How to enable SSL verification in Perl LWP::UserAgent?

Enabling SSL Verification in Perl LWP::UserAgent Without Mozilla::CA

When making HTTPS requests in Perl using LWP::UserAgent, it’s important to verify SSL certificates to ensure secure communication. The typical approach uses Mozilla::CA to provide a CA (Certificate Authority) bundle, but if Mozilla::CA is not installed or unavailable, you can instead rely on your system’s default SSL settings by enabling verification without explicitly specifying a CA file.

This example shows how to enable SSL verification by passing verify_hostname => 1 alone to LWP::UserAgent’s ssl_opts. This tells the underlying IO::Socket::SSL to verify the hostname and certificate using the system defaults. While specifying a CA file is more explicit and portable, this works well in environments with properly configured system CA bundles.

Key Points

• Don’t use Mozilla::CA; if it’s not installed. This avoids compilation errors.
• verify_hostname => 1 enables hostname checking and basic SSL verification.
• System CA certificates (e.g., on Linux or macOS) will be used implicitly.
• LWP::UserAgent recognizes the ssl_opts parameter with recent versions of IO::Socket::SSL and LWP.
• This example prints the fetched content length or an error message.

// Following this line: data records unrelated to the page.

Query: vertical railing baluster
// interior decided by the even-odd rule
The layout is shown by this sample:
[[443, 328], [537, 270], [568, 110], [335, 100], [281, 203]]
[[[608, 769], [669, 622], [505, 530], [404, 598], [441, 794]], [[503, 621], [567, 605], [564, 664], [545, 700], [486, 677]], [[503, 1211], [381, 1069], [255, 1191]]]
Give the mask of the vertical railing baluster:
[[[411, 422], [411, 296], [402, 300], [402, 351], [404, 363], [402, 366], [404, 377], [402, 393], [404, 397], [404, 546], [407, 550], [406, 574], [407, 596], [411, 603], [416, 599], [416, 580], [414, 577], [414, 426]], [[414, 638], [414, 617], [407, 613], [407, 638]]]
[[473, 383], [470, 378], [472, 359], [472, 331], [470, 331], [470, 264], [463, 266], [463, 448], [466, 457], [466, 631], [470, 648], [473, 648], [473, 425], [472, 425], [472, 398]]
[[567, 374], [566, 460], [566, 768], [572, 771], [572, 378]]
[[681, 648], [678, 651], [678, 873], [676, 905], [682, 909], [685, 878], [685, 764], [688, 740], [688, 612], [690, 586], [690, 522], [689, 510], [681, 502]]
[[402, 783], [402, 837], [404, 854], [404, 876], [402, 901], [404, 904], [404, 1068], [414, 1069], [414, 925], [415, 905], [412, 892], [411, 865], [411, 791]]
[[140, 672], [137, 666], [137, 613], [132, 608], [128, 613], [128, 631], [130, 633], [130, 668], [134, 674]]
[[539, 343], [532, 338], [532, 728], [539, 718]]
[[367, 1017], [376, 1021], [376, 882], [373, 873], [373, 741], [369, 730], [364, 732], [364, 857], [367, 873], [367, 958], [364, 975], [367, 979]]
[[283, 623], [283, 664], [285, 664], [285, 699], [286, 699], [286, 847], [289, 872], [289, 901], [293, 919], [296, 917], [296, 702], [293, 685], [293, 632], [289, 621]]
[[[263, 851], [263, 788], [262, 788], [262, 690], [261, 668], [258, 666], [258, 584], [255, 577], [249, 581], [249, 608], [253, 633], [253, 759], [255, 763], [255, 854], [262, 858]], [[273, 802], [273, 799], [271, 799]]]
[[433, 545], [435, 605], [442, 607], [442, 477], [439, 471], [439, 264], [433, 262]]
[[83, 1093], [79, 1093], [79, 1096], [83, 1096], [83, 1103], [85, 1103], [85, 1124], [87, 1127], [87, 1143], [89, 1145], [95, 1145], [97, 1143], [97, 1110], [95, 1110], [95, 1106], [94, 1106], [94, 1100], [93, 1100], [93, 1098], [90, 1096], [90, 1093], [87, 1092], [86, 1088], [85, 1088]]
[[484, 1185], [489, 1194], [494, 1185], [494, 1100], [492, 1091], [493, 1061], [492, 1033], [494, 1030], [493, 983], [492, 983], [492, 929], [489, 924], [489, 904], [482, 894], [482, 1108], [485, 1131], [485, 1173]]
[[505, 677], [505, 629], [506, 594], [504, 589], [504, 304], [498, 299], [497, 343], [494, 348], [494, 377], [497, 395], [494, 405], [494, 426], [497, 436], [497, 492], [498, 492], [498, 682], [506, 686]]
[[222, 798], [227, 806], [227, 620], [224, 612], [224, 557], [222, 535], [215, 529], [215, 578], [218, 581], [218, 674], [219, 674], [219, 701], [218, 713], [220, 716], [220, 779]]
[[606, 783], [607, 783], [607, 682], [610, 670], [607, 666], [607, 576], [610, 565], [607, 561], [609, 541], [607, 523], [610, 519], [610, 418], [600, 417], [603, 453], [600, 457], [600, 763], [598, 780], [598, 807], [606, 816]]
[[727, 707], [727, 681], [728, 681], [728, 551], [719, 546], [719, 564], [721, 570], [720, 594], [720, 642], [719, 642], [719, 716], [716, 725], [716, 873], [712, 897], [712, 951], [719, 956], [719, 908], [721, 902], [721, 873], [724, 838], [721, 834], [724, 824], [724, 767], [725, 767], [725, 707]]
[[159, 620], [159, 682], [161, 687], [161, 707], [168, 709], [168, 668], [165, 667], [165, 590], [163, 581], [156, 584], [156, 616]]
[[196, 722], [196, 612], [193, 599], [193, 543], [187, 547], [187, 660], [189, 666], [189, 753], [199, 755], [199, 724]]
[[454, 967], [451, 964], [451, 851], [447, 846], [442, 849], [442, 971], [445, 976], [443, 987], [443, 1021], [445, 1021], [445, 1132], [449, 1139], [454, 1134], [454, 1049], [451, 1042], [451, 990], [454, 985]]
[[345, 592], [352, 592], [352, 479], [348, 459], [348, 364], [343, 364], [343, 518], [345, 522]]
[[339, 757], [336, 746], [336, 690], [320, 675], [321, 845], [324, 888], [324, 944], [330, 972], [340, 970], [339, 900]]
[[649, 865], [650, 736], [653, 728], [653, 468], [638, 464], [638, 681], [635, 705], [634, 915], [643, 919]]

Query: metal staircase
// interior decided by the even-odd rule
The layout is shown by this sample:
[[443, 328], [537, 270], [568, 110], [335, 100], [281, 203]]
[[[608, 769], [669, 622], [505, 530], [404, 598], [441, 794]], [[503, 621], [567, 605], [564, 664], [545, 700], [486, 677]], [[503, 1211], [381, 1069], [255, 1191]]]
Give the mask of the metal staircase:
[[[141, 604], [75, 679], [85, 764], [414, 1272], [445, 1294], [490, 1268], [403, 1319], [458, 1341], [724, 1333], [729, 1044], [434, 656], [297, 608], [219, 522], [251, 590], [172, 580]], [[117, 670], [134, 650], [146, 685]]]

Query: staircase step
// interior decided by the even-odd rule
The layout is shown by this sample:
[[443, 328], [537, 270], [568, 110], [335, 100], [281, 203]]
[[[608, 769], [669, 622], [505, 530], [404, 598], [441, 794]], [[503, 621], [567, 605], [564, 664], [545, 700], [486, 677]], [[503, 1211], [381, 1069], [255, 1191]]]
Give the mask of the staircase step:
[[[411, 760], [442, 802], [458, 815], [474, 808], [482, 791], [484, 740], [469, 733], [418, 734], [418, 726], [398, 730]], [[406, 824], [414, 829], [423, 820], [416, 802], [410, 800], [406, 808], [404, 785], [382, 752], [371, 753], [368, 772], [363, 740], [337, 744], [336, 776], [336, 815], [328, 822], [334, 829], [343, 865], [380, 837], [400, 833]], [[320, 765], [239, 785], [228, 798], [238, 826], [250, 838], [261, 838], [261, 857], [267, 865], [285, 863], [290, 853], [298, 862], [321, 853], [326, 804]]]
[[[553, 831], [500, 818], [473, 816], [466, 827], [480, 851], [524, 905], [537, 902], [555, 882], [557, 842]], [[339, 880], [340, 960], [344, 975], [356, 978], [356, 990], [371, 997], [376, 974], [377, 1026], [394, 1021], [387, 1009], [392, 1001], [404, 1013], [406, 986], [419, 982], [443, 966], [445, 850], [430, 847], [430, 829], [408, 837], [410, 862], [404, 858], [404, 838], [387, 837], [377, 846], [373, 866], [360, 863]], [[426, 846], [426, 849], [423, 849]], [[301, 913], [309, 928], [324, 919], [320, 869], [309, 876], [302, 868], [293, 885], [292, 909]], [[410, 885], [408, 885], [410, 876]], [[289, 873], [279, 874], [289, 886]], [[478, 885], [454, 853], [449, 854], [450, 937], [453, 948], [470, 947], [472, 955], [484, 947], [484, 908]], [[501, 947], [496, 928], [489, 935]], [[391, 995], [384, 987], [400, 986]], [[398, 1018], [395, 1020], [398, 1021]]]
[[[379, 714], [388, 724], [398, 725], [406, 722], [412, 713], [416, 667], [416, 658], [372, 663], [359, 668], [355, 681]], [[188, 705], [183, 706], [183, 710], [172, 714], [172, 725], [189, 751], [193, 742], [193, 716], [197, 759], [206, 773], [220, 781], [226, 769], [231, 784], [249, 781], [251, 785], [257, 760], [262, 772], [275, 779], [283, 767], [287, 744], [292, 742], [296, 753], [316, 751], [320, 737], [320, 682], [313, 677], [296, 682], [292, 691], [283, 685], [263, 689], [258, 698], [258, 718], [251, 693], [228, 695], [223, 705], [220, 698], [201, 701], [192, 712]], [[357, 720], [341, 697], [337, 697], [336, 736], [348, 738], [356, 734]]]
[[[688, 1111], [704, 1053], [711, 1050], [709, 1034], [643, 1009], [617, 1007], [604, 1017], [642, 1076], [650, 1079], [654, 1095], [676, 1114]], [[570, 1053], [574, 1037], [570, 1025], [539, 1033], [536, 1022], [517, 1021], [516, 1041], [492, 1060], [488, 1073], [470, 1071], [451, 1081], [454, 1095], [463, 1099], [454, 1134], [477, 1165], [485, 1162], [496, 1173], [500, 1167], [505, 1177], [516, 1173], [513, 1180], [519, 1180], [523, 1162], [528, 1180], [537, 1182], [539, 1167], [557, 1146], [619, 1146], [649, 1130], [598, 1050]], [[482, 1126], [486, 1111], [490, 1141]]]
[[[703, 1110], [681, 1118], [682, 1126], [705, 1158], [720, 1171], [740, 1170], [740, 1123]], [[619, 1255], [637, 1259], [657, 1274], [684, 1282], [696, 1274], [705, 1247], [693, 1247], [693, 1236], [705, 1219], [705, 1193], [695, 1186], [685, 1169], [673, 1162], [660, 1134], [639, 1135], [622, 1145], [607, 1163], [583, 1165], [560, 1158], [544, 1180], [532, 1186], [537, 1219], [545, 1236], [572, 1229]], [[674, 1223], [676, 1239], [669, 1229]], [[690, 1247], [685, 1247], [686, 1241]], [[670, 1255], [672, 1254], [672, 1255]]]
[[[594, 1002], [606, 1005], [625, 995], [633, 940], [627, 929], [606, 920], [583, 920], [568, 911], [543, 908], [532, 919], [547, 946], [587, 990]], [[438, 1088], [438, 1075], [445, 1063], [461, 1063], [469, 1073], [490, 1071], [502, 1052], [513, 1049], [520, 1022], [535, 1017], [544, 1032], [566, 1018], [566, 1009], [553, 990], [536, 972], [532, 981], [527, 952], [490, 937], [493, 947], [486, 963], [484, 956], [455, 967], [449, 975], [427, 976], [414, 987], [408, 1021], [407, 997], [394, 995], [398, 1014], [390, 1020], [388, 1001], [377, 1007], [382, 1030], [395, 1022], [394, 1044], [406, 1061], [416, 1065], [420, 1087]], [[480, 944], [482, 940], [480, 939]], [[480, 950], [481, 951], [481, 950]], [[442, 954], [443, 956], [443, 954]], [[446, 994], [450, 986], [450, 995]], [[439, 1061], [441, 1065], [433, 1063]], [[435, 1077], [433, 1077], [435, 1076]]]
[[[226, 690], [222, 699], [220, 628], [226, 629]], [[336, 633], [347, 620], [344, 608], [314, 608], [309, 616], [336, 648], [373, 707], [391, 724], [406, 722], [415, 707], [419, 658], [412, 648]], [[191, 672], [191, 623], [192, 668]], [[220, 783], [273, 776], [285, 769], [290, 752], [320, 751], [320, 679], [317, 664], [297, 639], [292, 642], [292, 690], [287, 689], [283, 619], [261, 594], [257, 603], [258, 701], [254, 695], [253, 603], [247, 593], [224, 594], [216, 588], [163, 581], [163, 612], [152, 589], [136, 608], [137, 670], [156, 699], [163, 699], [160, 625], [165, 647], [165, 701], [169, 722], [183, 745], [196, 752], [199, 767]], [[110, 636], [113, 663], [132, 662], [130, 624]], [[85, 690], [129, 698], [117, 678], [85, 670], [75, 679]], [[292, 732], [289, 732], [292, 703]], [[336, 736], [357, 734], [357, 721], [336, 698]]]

Runnable Perl Example Without Mozilla::CA

use strict;
use warnings;
use LWP::UserAgent;

# Create an LWP::UserAgent with SSL verification enabled
my $ua = LWP::UserAgent->new(
    ssl_opts => {
        verify_hostname => 1,
    },
);

my $url = 'https://www.perl.org/';

my $response = $ua->get($url);

if ($response->is_success) {
    print "Fetched ", length($response->decoded_content), " bytes successfully.\n";
} else {
    warn "Failed to fetch URL: ", $response->status_line, "\n";
}

Additional Notes and Common Gotchas

• System CA bundles: This approach relies on the OS’s SSL certificate store. If certificates are missing or outdated, verification may fail.
• Explicit CA file: If you need guaranteed portability or want a fixed CA bundle, installing Mozilla::CA or specifying SSL_ca_file explicitly is better.
• Perl module versions: Ensure IO::Socket::SSL is at least 1.94 for reliable verification defaults.
• TMTOWTDI: Perl lets you configure SSL verification many ways; this is the minimal working setup without extra modules.
• Fallback behavior: Without verify_hostname, LWP and IO::Socket::SSL may accept invalid certificates silently - a security risk.

Summary

If Mozilla::CA is not available, you can still enable SSL verification in LWP::UserAgent by setting verify_hostname => 1 in ssl_opts. This uses system CA bundles for verification and avoids dependency errors, producing secure HTTPS requests with minimal configuration.